MPAA Rated: R for violence and sexual themes
Running Time: 118 min.

Cast: Naomi Watts, Timothy Daly, Thomas Curtis, John Noble, Jason Clarke, Keith Carradine, David Carradine
Director: Randa Haines

Screenplay: Jenny Wingfield

 

 

The setting is Montana in the old West, where a small Amish community has become the target of persecution at the hands of neighboring cattle ranchers, some of whom end up lynching one of them cruelly.  The surviving widow (Watts, The Ring) and son are powerless to fight back, until one day she saves a dying drifter (Daly), nursing him back to health.  The drifter ends up being a no-good murderous thug, but as payment for saving his life, he offers to take care of the menacing rancher for her, but she declines what would be an immoral act in her eyes.  The Amish community disapprove of a strange outsider staying in the widow's house, and rightfully so, as feelings begin to develop between the two that makes her question whether it is right or wrong to live such a repressive life.  Meanwhile, the ranchers want to do a little more killing of their own, especially the only real threat there is, the outsider.
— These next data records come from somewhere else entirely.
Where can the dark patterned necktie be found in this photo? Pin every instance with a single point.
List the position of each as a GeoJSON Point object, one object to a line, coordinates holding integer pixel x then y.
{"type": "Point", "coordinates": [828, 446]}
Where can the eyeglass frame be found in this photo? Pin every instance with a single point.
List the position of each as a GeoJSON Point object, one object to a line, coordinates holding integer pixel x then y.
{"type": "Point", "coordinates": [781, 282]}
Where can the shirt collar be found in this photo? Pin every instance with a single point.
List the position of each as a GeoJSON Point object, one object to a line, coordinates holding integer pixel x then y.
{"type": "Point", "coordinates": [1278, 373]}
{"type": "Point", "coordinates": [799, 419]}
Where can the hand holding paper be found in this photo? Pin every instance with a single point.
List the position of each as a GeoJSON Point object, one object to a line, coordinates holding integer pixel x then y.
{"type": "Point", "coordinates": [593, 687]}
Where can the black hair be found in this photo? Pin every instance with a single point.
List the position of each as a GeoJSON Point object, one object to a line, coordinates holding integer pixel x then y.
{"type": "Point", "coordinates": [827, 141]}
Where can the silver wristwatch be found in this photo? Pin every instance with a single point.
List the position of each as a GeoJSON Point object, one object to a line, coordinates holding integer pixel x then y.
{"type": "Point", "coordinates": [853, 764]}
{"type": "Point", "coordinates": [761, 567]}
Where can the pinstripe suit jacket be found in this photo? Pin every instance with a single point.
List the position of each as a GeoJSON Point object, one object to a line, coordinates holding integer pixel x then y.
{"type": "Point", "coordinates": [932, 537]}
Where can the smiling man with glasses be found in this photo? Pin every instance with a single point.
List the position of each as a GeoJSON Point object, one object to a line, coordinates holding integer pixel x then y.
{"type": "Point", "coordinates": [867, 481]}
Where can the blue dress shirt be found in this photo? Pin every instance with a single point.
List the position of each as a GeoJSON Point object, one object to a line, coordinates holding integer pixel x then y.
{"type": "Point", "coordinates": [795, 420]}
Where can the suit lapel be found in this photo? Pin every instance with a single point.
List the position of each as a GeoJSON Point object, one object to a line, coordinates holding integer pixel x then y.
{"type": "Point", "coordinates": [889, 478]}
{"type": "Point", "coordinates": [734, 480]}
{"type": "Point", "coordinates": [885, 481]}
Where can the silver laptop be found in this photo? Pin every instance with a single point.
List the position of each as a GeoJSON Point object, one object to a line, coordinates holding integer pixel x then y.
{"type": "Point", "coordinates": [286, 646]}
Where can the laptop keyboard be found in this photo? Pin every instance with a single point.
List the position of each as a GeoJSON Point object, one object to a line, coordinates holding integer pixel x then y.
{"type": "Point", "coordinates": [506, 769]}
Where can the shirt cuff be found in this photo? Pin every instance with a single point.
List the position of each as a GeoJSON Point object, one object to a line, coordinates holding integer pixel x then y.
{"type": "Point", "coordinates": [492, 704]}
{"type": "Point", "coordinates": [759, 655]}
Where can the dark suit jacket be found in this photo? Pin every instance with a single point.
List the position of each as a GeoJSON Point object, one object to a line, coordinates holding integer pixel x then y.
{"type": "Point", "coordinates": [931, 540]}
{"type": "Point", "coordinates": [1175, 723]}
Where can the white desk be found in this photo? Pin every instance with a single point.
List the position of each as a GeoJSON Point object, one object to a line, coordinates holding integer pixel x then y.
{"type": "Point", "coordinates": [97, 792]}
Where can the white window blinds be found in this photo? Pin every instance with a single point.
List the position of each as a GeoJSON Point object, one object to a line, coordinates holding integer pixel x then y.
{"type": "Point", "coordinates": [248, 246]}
The Western genre isn't exactly known for exploring the feminine side of things often, but in this film written and directed by women, adapted from a book written by a woman, a softer side is explored with a romance, but with wildly mixed results.  The two main actors are surprisingly good in an unfamiliar storyline, with Tim Daly (of TV's "Wings", Basic) in particular totally transforming his normally affable personality into one that is initially quite menacing.  The predictable softening of his steel exterior at the hands of Watts proves to be too soon to swallow, and the side story of a woman coming to grips between following her heart and staying on the path of righteousness gives the overall film a level of artifice and contrivance that makes for less interesting fare. 

Unless you thoroughly enjoy the acting of Watts or Daly, The Outsider is nothing you haven't seen cycled through many times before in older and better Westerns (Angel and the Badman is comparable).  Even the inclusion of the forbidden Amish love aspect has been done before, most notably in the Harrison Ford flick, Witness.  As a Western that is more accessible to women, it offers some passable entertainment for the typical viewers of the Lifetime channel, but for those looking for more solid entertainment, the pickings are mighty slim.